カラスのジョンソン 再びの飛行

10年前に絶版となった『カラスのジョンソン』が、
改訂版として刊行されました。ポプラ文庫です。
なぜ、10年間の沈黙を破り、今あらためて書き直したものを上梓するのか。
端的に言ってしまえば、この物語がフランスでの三冊目の翻訳書として選ばれたからです。

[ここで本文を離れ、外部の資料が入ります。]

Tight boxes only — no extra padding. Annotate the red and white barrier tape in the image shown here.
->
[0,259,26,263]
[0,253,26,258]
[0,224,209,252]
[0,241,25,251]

『あん』『ピンザの島』に続くフランス語での刊行です。
その受け皿として、日本でももう一度読んでもらえるチャンスが欲しい。
そう願ったのです。
カラスと少年の物語だと言ってしまえばそれまでですが、
社会的に弱い立場にある者の精一杯の声をボクは書き上げたつもりです。
駆除されていくカラスの巣。
カラスが苦手だ、嫌いだ、という人からすれば当然の行為に映るかもしれません。
でも、ボクはあくまでも比喩としてそのシーンを書いています。
シリア難民やパレスチナの人々が置かれた立場や、ヘイトの対象になっている皆さん。
我が心は、彼らのそばにあります。
そうそう。10年早く『万引き家族』を書いているのもこの『カラスのジョンソン』です。
書店にも並び始めました。
復活したジョンソン、ぜひ読んでいただきたい一冊です。